When he sits at the Piano and sings the opening cantata from ‘Revealing Science of God’, you get the feeling that the harmonic relationship his voice has to the chords is only arbitrary and could be sung over any environment – which I’m sure is not true, musically speaking – and so he goes on to play the most bizarre inversions on piano while singing the bits he sang on the record, pretty much like the record.
The chords on half the song are not the chords played by the band so even when he sings the melody, just like on the album, the harmonic structure drifts into uncharted-weirdo terrain. If you didn’t have his voice and recognise the melody, you’d think it was a mad person babbling Yes phrases.
Which brings me to the strangeness of hearing the vocalist singing the melody without the band. Not to boast, but I’ve been listening to yes since I was a teen and I am an old fart now, I can tell you that their music is burned into my brain. So he would strum the guitar and sing over it, and I could hear the rest of the band in my head. It’s such a weird experience. In some ways, it’s very sad that it has come to this. He can still do it; but the band’s moved on without him, so he’s wandering the world like a minstrel, spreading peace, love and mung beans.
I’m pretty sure many of the early Yes songs originated from Jon Anderson strumming his acoustic guitar. These renditions sound very lived-in quite apart from the established versions we know so well. You can just imagine Jon Anderson marching in with these songs and the band being taken aback by the sheer primal rawness. Jon Anderson might think all that happened between his writing and Yes recording was dash of arranging, but in fact the distance between the versions is mind-warpingly immense.
The chords are so simple while Anderson sings these intricate melodies and you come to realise that he’s somehow plugged into the musical world in a primal way. That’s why the music just comes to him in this raw state. The apparent absence of finesse is off-set by the stripped back beauty of the songs. These humungous Yes songs actually have at heart these strummy little songs – if you want it to.

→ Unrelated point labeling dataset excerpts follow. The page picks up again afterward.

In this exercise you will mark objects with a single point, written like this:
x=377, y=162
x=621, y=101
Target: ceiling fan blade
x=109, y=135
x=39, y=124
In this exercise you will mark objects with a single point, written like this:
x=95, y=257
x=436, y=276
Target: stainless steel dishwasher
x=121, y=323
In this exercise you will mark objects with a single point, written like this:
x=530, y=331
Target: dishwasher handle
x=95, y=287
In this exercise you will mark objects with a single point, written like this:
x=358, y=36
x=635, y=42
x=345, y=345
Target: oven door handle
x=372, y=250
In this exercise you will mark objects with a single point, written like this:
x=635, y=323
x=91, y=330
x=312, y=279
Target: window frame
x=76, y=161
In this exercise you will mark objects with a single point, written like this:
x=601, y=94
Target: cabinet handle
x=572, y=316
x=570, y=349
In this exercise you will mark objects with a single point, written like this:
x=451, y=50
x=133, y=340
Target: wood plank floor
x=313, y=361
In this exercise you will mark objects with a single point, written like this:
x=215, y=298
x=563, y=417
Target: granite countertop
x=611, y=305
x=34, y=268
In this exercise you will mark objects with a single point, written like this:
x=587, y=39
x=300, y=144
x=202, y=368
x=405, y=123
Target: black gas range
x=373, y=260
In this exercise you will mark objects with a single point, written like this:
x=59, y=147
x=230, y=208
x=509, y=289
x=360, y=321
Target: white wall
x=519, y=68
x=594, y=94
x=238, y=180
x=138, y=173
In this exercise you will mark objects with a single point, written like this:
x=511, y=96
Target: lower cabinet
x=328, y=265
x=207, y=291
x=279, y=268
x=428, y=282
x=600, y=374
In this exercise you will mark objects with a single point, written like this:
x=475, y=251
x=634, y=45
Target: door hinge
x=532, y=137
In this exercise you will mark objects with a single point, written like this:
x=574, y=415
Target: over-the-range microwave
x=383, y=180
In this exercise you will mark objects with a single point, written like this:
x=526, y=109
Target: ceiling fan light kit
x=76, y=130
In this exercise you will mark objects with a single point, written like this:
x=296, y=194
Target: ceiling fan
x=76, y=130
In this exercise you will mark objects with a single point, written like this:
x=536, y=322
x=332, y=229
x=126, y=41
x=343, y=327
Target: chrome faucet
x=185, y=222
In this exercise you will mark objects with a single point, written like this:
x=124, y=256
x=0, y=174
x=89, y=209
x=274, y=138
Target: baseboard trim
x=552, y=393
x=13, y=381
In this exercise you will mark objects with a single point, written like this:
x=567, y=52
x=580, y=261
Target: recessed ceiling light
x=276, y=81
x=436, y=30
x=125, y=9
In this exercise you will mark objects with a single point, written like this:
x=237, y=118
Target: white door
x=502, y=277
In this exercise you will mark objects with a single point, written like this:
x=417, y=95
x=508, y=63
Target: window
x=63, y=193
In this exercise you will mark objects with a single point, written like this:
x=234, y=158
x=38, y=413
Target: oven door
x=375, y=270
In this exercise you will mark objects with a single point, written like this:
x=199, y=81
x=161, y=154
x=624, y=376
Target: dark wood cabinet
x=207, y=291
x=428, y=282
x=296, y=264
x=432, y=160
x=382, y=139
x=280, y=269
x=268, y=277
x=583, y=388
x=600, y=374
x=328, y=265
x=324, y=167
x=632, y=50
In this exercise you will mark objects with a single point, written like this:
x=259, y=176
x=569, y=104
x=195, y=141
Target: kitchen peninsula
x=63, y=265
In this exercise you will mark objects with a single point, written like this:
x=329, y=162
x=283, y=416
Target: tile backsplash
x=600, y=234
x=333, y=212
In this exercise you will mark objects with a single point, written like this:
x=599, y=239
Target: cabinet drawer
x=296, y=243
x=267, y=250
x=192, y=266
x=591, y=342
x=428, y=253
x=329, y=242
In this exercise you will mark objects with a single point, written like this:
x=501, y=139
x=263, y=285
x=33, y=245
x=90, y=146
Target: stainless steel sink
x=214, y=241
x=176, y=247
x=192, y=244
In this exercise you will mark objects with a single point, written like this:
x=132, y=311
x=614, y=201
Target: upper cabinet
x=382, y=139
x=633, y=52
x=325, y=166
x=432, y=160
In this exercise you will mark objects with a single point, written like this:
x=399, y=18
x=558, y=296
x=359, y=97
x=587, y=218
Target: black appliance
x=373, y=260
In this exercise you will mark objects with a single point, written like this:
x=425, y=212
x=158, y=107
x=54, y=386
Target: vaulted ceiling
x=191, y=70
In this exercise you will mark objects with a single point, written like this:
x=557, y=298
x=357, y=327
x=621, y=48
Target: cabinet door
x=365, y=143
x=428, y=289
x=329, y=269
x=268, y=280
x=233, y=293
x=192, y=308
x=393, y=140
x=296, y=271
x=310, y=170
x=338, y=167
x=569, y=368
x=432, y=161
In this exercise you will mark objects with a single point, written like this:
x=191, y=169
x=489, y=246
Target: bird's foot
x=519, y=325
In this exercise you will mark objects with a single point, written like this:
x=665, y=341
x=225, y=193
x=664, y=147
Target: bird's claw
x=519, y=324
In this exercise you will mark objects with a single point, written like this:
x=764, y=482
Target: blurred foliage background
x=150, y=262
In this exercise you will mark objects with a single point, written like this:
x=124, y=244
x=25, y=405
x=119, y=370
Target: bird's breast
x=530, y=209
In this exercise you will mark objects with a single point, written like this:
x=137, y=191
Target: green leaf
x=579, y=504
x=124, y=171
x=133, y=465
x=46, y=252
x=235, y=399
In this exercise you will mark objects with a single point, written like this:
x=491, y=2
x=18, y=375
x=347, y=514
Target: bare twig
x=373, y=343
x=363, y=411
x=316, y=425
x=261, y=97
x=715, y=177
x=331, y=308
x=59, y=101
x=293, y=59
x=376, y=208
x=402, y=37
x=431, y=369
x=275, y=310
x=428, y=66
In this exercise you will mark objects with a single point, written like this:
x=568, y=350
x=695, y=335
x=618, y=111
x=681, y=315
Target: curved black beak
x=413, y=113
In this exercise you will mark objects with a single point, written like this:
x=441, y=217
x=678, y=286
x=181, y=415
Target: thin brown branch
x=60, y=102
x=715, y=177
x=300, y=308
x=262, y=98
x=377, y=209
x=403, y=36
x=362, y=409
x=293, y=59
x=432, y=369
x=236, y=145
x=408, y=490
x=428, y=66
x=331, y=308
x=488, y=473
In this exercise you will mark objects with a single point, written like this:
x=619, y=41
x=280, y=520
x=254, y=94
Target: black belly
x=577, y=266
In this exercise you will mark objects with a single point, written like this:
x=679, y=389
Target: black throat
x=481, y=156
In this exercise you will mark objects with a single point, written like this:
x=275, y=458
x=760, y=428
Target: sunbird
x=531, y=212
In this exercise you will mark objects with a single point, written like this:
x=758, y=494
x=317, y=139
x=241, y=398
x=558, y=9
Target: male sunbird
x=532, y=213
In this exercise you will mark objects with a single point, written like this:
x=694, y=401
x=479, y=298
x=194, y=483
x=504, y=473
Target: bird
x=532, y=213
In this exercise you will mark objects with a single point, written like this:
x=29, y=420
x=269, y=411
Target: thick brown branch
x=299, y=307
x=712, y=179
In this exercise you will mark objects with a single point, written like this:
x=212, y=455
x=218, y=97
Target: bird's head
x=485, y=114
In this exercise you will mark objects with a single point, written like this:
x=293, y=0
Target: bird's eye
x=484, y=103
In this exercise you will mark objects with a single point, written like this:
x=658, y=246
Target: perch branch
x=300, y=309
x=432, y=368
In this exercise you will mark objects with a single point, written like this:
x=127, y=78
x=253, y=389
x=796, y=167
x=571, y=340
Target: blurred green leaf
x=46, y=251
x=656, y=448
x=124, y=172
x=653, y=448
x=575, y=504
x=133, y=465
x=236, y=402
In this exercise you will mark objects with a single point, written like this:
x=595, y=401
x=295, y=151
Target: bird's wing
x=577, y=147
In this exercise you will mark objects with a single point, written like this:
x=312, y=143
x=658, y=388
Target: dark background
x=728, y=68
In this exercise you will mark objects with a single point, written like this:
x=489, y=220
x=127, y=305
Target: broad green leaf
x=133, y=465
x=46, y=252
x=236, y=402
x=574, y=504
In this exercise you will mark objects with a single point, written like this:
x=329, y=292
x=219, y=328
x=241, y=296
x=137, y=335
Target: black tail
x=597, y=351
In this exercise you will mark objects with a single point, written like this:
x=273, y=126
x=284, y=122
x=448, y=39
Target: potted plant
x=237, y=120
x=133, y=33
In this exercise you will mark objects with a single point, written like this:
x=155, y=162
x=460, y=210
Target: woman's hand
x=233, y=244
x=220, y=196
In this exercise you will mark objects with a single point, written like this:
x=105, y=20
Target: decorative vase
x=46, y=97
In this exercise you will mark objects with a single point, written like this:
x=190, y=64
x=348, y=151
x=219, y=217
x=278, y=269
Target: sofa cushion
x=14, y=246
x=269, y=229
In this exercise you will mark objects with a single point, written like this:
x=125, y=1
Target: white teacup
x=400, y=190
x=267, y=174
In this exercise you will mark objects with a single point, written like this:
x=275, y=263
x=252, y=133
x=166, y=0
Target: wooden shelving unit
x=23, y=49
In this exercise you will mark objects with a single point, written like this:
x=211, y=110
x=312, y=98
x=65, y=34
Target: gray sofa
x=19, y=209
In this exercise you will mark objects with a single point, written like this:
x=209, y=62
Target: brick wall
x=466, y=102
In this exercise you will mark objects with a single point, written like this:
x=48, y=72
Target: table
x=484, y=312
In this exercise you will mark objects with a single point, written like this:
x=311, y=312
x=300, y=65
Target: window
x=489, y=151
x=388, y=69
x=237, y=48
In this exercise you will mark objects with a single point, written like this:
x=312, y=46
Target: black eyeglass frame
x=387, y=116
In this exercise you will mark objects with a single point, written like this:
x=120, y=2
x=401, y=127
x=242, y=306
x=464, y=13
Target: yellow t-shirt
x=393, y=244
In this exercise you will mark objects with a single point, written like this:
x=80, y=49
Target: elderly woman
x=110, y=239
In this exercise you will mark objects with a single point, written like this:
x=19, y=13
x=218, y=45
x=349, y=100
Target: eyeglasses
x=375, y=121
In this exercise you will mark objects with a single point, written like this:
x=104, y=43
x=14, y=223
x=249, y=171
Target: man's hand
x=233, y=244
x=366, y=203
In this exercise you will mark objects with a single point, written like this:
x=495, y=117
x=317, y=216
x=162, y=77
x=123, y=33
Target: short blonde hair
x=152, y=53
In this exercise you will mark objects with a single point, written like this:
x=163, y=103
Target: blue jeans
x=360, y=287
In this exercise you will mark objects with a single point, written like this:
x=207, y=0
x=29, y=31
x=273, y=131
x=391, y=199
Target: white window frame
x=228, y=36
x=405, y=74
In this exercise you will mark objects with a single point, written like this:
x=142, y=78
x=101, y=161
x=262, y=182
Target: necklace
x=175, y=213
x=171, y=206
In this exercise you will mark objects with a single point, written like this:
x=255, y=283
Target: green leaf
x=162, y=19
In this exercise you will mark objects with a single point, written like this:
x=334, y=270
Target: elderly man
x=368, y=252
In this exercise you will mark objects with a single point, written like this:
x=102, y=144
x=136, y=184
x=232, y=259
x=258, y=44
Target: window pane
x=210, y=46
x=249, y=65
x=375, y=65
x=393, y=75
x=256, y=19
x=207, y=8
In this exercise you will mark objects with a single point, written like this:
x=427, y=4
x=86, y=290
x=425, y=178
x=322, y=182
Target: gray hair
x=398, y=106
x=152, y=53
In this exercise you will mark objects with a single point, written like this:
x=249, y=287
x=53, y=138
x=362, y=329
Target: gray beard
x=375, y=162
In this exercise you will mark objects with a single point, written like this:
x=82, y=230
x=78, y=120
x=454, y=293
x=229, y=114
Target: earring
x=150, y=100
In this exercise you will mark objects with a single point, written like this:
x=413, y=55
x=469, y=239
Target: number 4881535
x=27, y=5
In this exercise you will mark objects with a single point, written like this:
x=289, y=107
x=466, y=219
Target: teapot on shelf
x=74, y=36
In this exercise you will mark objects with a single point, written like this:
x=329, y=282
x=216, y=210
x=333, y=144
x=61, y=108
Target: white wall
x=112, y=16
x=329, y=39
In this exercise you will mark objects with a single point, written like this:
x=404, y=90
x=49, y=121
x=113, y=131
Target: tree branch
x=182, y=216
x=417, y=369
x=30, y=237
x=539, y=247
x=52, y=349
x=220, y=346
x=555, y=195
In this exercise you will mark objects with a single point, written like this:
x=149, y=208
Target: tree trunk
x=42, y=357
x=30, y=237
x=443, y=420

All night long, I kept thinking that the man was like somebody channelling music, more than building a performance. In that sense he is like a shaman of music; that is what he has made himself into.
Scales Of Economy
Maybe, I thought, this is one way for musicians to be in the future. Jon Anderson could have put together a ‘Jon Anderson band’ to replace Yes and tour with it, but he hasn’t. Of course, the financial risks are greater in doing so and perhaps not as rewarding. Traveling with a couple of guitars and a ukulele, while hiring the backline electric piano as he goes is probably lower risk and higher reward. It’s not that he’s regressed to an acoustic set up so much as progressed into a new method of traveling further with his music.
And as it was last year, the Yes audience is grey, old, fat and saggy. Newer fans are scant and far between. He can go further around the world to meet more and more fans who haven’t been able to see him live in the heyday. It makes some kind of sense.